1.4. La guerre de Cent Ans : chaos et insécurité


La guerre de Cent Ans plonge la France dans un chaos presque total. Depuis 1337, les affrontements avec l’Angleterre ruinent le royaume. La bataille de Crécy (1346) révèle la faiblesse de la chevalerie française face aux archers anglais, et celle de Poitiers (1356) est un désastre : le roi Jean II le Bon est capturé, laissant le pays sous la régence fragile du dauphin Charles, un jeune homme de 18 ans débordé par les intrigues des nobles. Pour payer la rançon du roi – 3 millions d’écus, l’équivalent de plusieurs années de revenus royaux – l’État impose des taxes écrasantes. La gabelle, un impôt sur le sel, touche chaque foyer, car le sel est essentiel pour conserver les aliments. À Senlis, un collecteur d’impôts bat un paysan jusqu’au sang pour un retard de paiement, provoquant une émeute locale où les habitants brûlent la maison de l’intendant. À Amiens, un village est forcé de vendre ses dernières vaches pour payer un fouage, se privant de lait et de fromage pour l’hiver, au point que les enfants doivent manger des racines pour survivre. À Clermont, un paysan refuse de payer la gabelle, arguant qu’il n’a plus de sel pour conserver sa viande, et est emprisonné, laissant sa famille sans ressources.

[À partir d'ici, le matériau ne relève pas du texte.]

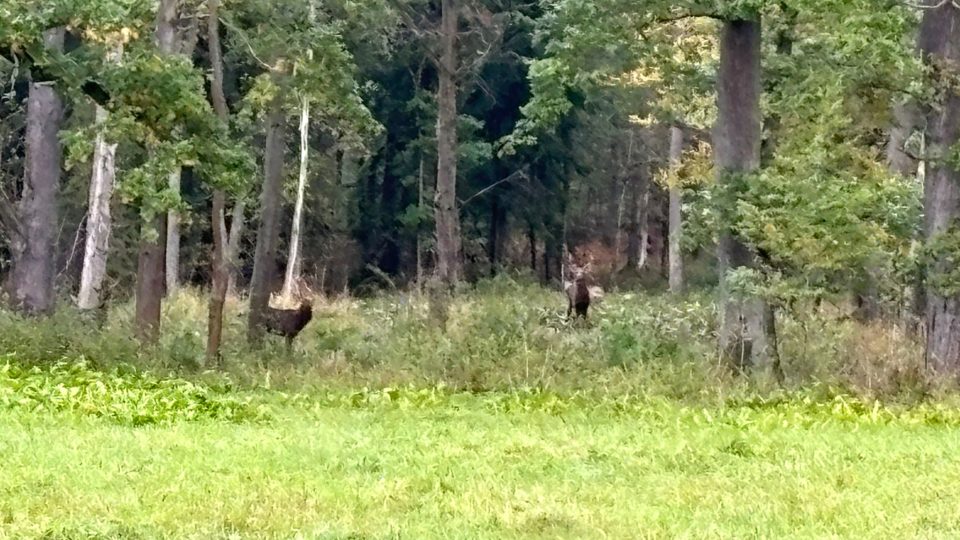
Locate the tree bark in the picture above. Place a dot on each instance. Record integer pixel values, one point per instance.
(151, 259)
(32, 279)
(292, 258)
(220, 265)
(940, 47)
(747, 332)
(644, 220)
(633, 239)
(264, 263)
(238, 215)
(675, 212)
(445, 201)
(172, 257)
(905, 120)
(99, 221)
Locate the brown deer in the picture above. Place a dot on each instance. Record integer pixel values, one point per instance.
(289, 322)
(578, 293)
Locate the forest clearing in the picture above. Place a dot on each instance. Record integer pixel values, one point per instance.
(512, 423)
(479, 269)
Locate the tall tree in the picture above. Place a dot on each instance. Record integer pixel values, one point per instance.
(446, 213)
(940, 46)
(292, 272)
(220, 265)
(32, 282)
(99, 221)
(151, 260)
(268, 233)
(746, 332)
(675, 212)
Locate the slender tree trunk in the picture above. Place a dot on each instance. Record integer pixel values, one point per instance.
(532, 239)
(445, 201)
(32, 284)
(905, 120)
(238, 215)
(264, 262)
(940, 47)
(292, 259)
(644, 219)
(220, 263)
(747, 333)
(172, 261)
(419, 235)
(151, 260)
(675, 212)
(99, 222)
(633, 239)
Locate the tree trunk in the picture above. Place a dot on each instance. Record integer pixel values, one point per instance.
(264, 262)
(220, 265)
(233, 246)
(419, 235)
(99, 222)
(151, 259)
(32, 281)
(940, 47)
(150, 280)
(905, 120)
(675, 212)
(172, 261)
(292, 259)
(747, 332)
(633, 239)
(445, 201)
(644, 220)
(532, 239)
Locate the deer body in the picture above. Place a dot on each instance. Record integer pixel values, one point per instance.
(578, 297)
(289, 322)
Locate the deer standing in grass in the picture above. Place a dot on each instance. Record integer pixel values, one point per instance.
(289, 322)
(578, 293)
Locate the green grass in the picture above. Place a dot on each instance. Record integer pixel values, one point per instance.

L’insécurité règne avec les routiers, mercenaires démobilisés qui pillent les campagnes. À Chantilly, une famille est chassée de sa maison par des routiers qui volent un chaudron, brûlant la porte pour s’assurer qu’elle ne puisse pas revenir. À Gonesse, une bande de mercenaires viole une jeune fille et tue son frère qui tentait de la défendre, un crime qui reste impuni faute de justice seigneuriale. À Montataire, des routiers incendient une grange pleine de foin, privant un village de ses réserves pour l’hiver, forçant les habitants à abattre leurs dernières bêtes pour ne pas mourir de faim. À Creil, une communauté entière est attaquée par des routiers qui volent les semences de l’année suivante, condamnant le village à une famine certaine. À Soissons, un groupe de mercenaires s’installe dans une ferme abandonnée, pillant les villages voisins et terrorisant les paysans, qui n’osent plus sortir de chez eux. Les seigneurs, censés protéger leurs tenanciers en échange de leur labeur, sont absents, partis à la guerre ou réfugiés dans des forteresses, laissant les paysans seuls face à ces exactions.

Froissart, dans ses Chroniques, évoque cette insécurité qui a alimenté la révolte:

« Li routiers et li hommes d’armes qui orent esté en la bataille de Poitiers pilloient et destruisoient les villages, si que li povre genz n’avoient nulle seureté » (Chroniques, BnF, Français 2664, folio 19v, colonne 1, lignes 10-13).

En français moderne : « Les routiers et les hommes d’armes qui avaient été à la bataille de Poitiers pillaient et détruisaient les villages, si bien que les pauvres gens n’avaient nulle sécurité. » Ce passage montre le chaos causé par les mercenaires, un facteur clé dans l’escalade des tensions.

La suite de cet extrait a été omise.